En Venezuela es común describir a una persona o circunstancia como algo o alguien que “no moja, pero empapa”. Posiblemente un americanismo derivado del equivalente gringo, “when it rains it pours”, su uso lleva una connotación menos negativa que la del inglés, limitándose a calificar como exagerado el aspecto que se desea resaltar. En el fútbol, como en la vida, existen momentos en los que pareciera que todo se junta, que todo viene a la vez, y que si bien la vida misma no moja, pues sí que empapa.
El enfrentamiento de mañana contra el Chelsea de Londres y de Roberto DiMatteo tiene su propia historia, por supuesto: todos recordamos, casi a la fuerza, la infamia de Tom Henning Ovrebo, un árbitro incapaz de tomar una decisión, en aquella semifinal de 2009, en lo que sería el último partido entre los dos equipos hasta la fecha. De ella se recuerda más lo que no se pitó que lo que sucedió, y la imagen del gol de Iniesta que dio el pase al Barcelona en el último minuto del partido es casi tan inolvidable como la de Ballack corriendo toda la extensión del campo mientras escupía recriminaciones en el rostro del colegiado.

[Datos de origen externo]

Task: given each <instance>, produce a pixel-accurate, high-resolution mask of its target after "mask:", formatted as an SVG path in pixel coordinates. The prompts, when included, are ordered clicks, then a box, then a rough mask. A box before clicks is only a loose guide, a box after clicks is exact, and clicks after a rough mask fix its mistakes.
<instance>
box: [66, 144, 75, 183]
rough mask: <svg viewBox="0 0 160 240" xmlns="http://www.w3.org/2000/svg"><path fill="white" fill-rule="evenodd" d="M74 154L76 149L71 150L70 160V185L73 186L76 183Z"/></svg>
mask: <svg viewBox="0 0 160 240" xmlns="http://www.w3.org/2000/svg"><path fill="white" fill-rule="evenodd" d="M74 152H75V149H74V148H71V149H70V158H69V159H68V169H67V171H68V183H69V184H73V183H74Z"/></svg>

Y es que, a pesar de que la rivalidad entre ambos clubes es reciente, ha habido incidentes en prácticamente todas las ocasiones que han jugado. Por ejemplo, los octavos de final de la Champions de 2005, con Mourinho en el banquillo azul y Rijkaard en el blaugrana, el cual le costó la carrera a otro colegiado, Anders Frisk, tras recibir amenazas de muerte por expulsar a Didier Drogba en el partido de ida. El portugués ganaría aquel duelo, con un gol de John Terry en offside que serviría, al año siguiente, para justificar una expulsión rigurosa a Asier del Horno, también en octavos, que prácticamente le costaría la clasificación al Chelsea. Y es que, lo de las tarjetas rojas para los equipos de Mourinho cuando se enfrentan al Barca no se limita a la era de Pep.

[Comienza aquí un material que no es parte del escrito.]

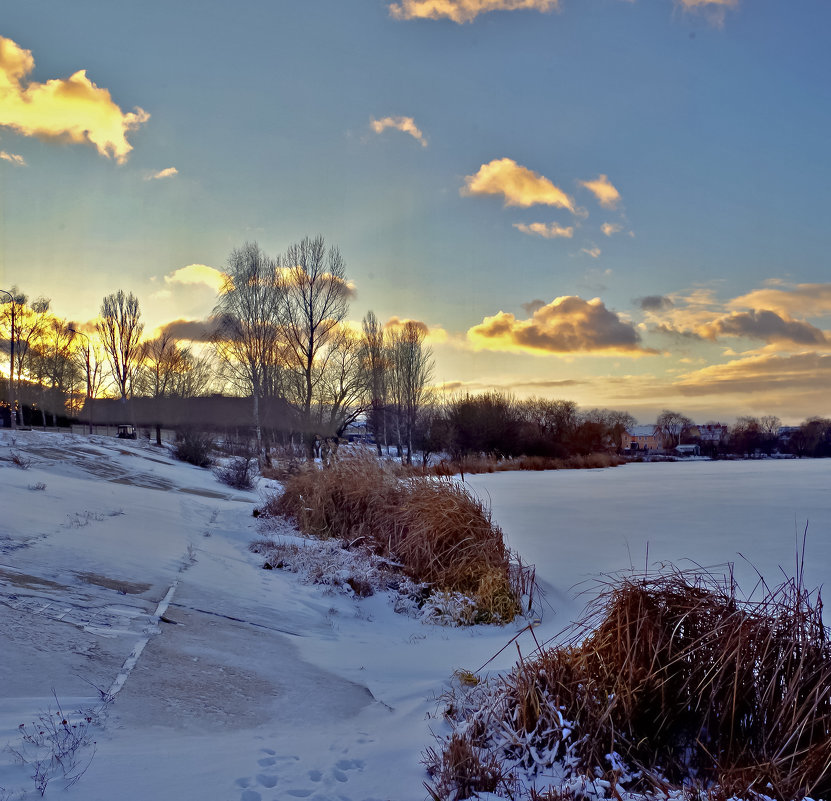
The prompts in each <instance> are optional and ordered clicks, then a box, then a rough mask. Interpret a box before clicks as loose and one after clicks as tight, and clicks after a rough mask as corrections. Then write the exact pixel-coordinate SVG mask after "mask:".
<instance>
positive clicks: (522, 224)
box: [514, 223, 574, 239]
mask: <svg viewBox="0 0 831 801" xmlns="http://www.w3.org/2000/svg"><path fill="white" fill-rule="evenodd" d="M514 228H516V229H517V231H522V233H523V234H528V235H529V236H541V237H543V238H544V239H557V238H559V237H565V238H566V239H571V237H573V236H574V227H573V226H571V225H569V226H568V227H567V228H564V227H563V226H562V225H560V224H559V223H548V224H546V223H530V224H529V225H526V224H525V223H514Z"/></svg>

Sin embargo, esta vez el partido entre el Chelsea y el Barcelona, en el Camp Nou, tiene una trascendencia, una significación, especial que va más allá de lo que está en juego. Tras derrotas consecutivas en los dos partidos más importantes hasta la fecha del Barcelona en la temporada corriente, el enfrentamiento del martes se convierte en una cita en la que el mundo entero estará a la espera de saber si, efectivamente, la dominancia del FC Barcelona sobre el resto de los clubes del mundo ha llegado a su final.
Si este Barcelona es o no el mejor equipo de todos los tiempos queda como tópico esencial de tertulias de taberna. Irrefutable, sin embargo, es la seguidilla de cinco semifinales y tres copas de Champions League en seis temporadas. Eso, además de las cuatro ligas domésticas, la Copa del Rey y los demás trofeos “menores” que, desde aquella victoria en París, se han sumado al gabinete de honores del club.
Pero no hacen falta mil palabras para decir que todo esto se ha visto ya en el pasado, y a Pep y sus chicos la historia les sabrá a poco el martes en la noche ante 90.000 de sus más acérrimos aficionados. Aún nada se ha decidido, ni estará, tampoco, escrito el veredicto, inclusive si el Barcelona llegara a perder contra un Chelsea que se sabe inferior. Lo único que sí es cierto es que por primera vez en varios años se le nota aprehensivo a un combinado que, hasta ahora, había mostrado un instinto absolutamente voraz. Y en la vida, como en el fútbol, el que resbala generalmente termina perdiendo.